La elección del gobierno que administrará el dinero de unos cuarenta millones de españoles reside en la actitud y el estado de ánimo de un millón y medio de españoles, los únicos capaces de abstenerse o votar al PSOE, al PP o a cualquier otro partido que les caiga simpático. En realidad, si se supiera el domicilio de este millón y medio de españoles y estuvieran debidamente censados, la campaña electoral podría ser mucho menos cansada y los líderes podrían centrarse exclusivamente en ellos, ahorrándose más de un viaje.

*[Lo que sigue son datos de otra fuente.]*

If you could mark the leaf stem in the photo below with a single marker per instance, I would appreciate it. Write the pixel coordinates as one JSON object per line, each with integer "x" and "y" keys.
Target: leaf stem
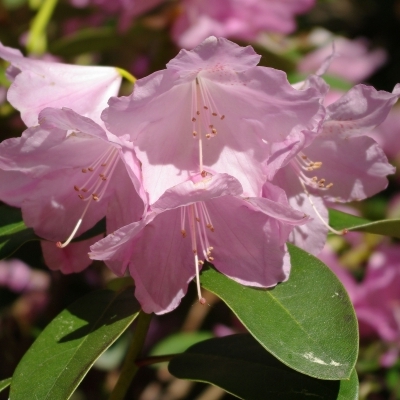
{"x": 130, "y": 367}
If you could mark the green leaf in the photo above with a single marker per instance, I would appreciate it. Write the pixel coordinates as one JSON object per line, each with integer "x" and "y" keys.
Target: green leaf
{"x": 239, "y": 365}
{"x": 340, "y": 220}
{"x": 4, "y": 384}
{"x": 307, "y": 322}
{"x": 67, "y": 348}
{"x": 13, "y": 232}
{"x": 179, "y": 342}
{"x": 86, "y": 40}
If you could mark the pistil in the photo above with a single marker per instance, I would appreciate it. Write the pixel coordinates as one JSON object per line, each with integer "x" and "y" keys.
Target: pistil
{"x": 199, "y": 221}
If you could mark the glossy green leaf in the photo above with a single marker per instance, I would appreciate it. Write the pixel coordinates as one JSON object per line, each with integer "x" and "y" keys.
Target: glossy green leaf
{"x": 340, "y": 220}
{"x": 4, "y": 384}
{"x": 179, "y": 342}
{"x": 239, "y": 365}
{"x": 307, "y": 322}
{"x": 67, "y": 348}
{"x": 13, "y": 231}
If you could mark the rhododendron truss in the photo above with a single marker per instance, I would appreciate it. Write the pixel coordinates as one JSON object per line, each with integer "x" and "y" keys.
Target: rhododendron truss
{"x": 68, "y": 174}
{"x": 202, "y": 219}
{"x": 339, "y": 164}
{"x": 213, "y": 110}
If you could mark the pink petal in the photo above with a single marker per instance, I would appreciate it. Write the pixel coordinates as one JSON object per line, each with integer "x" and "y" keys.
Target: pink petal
{"x": 190, "y": 192}
{"x": 116, "y": 248}
{"x": 246, "y": 243}
{"x": 258, "y": 101}
{"x": 356, "y": 166}
{"x": 73, "y": 258}
{"x": 213, "y": 52}
{"x": 311, "y": 236}
{"x": 162, "y": 264}
{"x": 42, "y": 84}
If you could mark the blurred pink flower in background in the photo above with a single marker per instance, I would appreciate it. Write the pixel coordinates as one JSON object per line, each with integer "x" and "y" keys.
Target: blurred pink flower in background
{"x": 339, "y": 164}
{"x": 239, "y": 19}
{"x": 126, "y": 9}
{"x": 353, "y": 61}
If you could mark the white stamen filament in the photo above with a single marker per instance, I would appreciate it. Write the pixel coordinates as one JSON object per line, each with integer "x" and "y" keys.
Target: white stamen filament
{"x": 343, "y": 232}
{"x": 109, "y": 161}
{"x": 203, "y": 110}
{"x": 78, "y": 224}
{"x": 199, "y": 218}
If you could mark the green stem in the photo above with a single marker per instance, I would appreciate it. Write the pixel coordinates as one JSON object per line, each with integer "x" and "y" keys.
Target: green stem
{"x": 125, "y": 74}
{"x": 129, "y": 367}
{"x": 37, "y": 41}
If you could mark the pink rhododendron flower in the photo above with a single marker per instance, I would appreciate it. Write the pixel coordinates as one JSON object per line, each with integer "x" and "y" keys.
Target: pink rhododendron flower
{"x": 69, "y": 175}
{"x": 353, "y": 61}
{"x": 387, "y": 134}
{"x": 200, "y": 220}
{"x": 38, "y": 84}
{"x": 72, "y": 258}
{"x": 377, "y": 298}
{"x": 127, "y": 9}
{"x": 340, "y": 164}
{"x": 240, "y": 19}
{"x": 213, "y": 110}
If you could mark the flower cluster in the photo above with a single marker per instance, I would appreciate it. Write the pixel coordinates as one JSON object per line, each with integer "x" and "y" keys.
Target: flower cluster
{"x": 213, "y": 159}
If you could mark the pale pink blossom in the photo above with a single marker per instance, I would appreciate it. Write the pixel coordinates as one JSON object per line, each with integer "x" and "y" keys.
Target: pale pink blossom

La gran masa electora vota a piñón fijo, de una manera tan fiel, como imperturbable, tan tradicional como impasible. Bajo la consigna "serán unos hijos de puta, pero son nuestros hijos de puta", dicho sea con perdón y verbigracia, sin ningún ánimo ofensivo, millones de persona votan a los grandes partidos, sin importarles si lo han hecho bien, si lo han hecho mal o como vayan a hacerlo en caso de que ganen las elecciones. El disputado voto del señor Cayo , como escribiría Delibes, se transforma así en un voto soñado y anhelado por los candidatos. Y de la misma manera que el pastor de almas se preocupa mucho más por el pecador que por el virtuoso, y deja las ovejas solas y se lanza en busca de la oveja perdida, así el candidato se obsesiona y le causa insomnio este elector versátil, que es capaz de votar un año PSOE y, otro, al PP, o al contrario, sin ningún empacho ni repugnancia, no sé a dónde vamos a parar, que dicen los fundamentalistas de los partidos, asombrados de que la única religión verdadera, perdón quiero decir el único partido noble, pueda ser despreciado a favor de otro.

Matices tan inaprensibles como la meteorología, la irritación ante una frase, los ritmos biológicos, la atención recibida en una ventanilla, una multa en carretera o la opinión escuchada al jefe pueden determinar la elección de la papeleta e inclinar el ánimo. Y eso determina un gobierno.